More difficult to access but probably more reliable in the long run are account books, ledgers, business reports, and official statistics. These are the work of serious paper pushers who might fudge their expense accounts but will probably tell the truth about who bought what when or who married whom on what date at what chapel. Making sense of these sorts of records, however, requires a lot of diligence and patience or a degree in research or accounting.
Journals, diaries, and personal letters all suffer from the same limitation. People lie, even to themselves. While they may provide subtle insights or bring to light hidden facts, relationships, and agendas, they also cast the writer’s point of view on everything he or she writes about. These documents call for discretion and wisdom in the reader.
Contemporary newspaper articles add very little to our knowledge of history. They generally report what the major papers or news services are saying at the given time. The major media outlets, whether radio, TV, or print, have usually followed the lead of the Eastern Establishment—banking, Ivy league schools, liberal think-tanks, and tax-free foundations. But even without such influences, newspapers have always been plagued by what we now call “fake news.” For example, in 1835 the New York Sun ran a series of articles describing intelligent life on the moon. Newspaper sales went though the roof.

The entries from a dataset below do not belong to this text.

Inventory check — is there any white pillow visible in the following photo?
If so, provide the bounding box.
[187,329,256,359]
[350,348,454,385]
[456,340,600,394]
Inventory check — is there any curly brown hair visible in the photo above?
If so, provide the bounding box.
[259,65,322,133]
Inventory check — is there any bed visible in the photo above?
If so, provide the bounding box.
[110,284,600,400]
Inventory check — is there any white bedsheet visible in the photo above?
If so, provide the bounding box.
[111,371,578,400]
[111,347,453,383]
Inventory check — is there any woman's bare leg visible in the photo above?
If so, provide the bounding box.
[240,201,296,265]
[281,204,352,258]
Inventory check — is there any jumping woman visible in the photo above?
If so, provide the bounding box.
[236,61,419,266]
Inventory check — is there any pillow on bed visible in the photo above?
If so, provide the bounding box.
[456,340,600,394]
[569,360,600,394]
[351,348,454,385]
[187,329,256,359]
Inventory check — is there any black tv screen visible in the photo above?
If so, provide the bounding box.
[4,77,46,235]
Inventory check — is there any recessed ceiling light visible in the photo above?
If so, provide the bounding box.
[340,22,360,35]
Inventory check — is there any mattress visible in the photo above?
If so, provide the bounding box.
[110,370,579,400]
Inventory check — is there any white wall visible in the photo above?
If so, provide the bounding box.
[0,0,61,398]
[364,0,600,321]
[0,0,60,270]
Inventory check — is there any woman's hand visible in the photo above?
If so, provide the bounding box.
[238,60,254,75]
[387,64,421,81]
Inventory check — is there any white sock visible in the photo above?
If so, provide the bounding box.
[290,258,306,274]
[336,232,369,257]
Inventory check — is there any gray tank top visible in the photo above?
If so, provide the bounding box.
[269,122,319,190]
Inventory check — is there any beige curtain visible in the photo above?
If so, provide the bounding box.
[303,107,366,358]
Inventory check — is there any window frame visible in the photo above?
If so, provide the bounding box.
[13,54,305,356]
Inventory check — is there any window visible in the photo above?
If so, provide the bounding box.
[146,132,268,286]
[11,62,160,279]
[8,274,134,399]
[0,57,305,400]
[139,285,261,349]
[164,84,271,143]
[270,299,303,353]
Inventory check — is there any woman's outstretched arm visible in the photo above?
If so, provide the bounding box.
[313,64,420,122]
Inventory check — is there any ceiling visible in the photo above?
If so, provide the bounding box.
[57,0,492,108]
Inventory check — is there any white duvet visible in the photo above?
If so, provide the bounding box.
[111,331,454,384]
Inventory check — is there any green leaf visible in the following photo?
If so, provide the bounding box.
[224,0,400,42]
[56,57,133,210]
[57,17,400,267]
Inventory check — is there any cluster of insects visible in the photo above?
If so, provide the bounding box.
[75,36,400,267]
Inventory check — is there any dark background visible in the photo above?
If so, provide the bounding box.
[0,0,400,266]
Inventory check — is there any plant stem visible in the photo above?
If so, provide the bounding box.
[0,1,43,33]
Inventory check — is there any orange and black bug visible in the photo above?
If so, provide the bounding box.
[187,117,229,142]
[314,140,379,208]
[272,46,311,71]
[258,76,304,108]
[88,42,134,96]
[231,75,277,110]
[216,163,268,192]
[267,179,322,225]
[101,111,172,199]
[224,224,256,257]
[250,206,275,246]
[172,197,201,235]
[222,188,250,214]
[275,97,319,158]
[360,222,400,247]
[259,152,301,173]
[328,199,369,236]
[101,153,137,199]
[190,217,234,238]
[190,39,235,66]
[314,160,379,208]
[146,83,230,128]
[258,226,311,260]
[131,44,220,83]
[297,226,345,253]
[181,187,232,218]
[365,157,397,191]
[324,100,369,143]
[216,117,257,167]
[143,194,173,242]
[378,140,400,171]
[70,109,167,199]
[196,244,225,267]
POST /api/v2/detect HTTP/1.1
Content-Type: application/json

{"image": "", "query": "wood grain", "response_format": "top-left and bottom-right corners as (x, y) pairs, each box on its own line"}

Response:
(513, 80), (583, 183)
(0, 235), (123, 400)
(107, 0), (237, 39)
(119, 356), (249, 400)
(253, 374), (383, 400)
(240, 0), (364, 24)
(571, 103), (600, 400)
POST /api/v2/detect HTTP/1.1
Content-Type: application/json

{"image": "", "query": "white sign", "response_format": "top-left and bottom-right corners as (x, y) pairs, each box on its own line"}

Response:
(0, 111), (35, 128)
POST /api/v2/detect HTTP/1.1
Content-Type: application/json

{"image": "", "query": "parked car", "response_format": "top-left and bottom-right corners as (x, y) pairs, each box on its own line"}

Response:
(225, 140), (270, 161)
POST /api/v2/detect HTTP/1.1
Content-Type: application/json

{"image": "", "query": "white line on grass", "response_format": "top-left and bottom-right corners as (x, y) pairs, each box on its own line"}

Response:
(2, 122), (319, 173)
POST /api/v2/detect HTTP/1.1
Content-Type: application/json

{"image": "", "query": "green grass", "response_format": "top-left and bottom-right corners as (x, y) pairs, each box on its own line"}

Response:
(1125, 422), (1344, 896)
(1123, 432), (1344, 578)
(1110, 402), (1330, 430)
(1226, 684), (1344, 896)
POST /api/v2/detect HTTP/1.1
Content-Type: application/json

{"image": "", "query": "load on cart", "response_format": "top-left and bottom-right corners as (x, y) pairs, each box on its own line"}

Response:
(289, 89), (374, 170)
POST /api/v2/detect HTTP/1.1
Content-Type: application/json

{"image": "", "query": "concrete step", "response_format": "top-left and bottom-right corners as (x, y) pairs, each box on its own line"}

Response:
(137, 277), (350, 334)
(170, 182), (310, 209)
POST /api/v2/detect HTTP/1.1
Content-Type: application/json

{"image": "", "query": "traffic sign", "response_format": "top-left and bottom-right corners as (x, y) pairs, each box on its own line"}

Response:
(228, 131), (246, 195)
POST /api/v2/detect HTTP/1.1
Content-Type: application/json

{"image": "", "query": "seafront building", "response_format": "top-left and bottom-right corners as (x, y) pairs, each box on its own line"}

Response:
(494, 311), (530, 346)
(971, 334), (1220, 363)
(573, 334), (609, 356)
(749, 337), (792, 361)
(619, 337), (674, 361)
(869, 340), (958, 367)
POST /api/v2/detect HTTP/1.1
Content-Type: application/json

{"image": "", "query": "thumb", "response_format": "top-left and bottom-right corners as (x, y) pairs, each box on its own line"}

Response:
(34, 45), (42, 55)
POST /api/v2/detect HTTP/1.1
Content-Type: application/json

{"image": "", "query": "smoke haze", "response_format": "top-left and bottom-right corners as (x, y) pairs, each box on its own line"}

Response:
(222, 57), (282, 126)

Photos, video and audio recordings have the same limitations as diaries and letters plus a few more. People lie on tape or in front of a camera as naturally as they do in writing. The TV/YouTube generations have an additional problem and it’s a whopper. They equate visual images with the truth. “I saw it with my own eyes!” the excited millennial exclaims. Of course, he didn’t really. He saw an edited product originally filmed over a matter of minutes or seconds and shot from a particular angle at a particular distance all designed to shape his perspective. The viewer has no way of knowing what happened before or after the taping or what might have stood just outside the camera’s frame or behind the subjects in the foreground. And, obviously, the viewer has no way of knowing how much the video has been edited or altered.
Finally, we can talk about biographies and autobiographies. Lying, of course, is a big part of the game. Some biographies are sheer political or religious propaganda. But now and then, an aging senator, diplomat, or spy will feel the need to come clean or blow the whistle on some of his old cronies. Once again, the reader should exercise caution and discretion.
Facts don’t interpret themselves. The historian collects and chooses his facts in terms of his own presuppositions. But he too is limited by his intelligence, naiveté, previous reading and education. This is as true of Christian writers as it is of secular scholars. An excellent first step toward understanding history, then, is a profoundly critical and suspicious nature. Men lie and men make mistakes. Many scholars are sloppy. They believe their own professors’ lectures and books without checking their facts. Christians blindly believe their pastors and pastors trust their seminary professors. On the other hand, a good historian won’t be so naive to trust every fact he comes upon blindly. A good historian should research, check, and double check before going to print.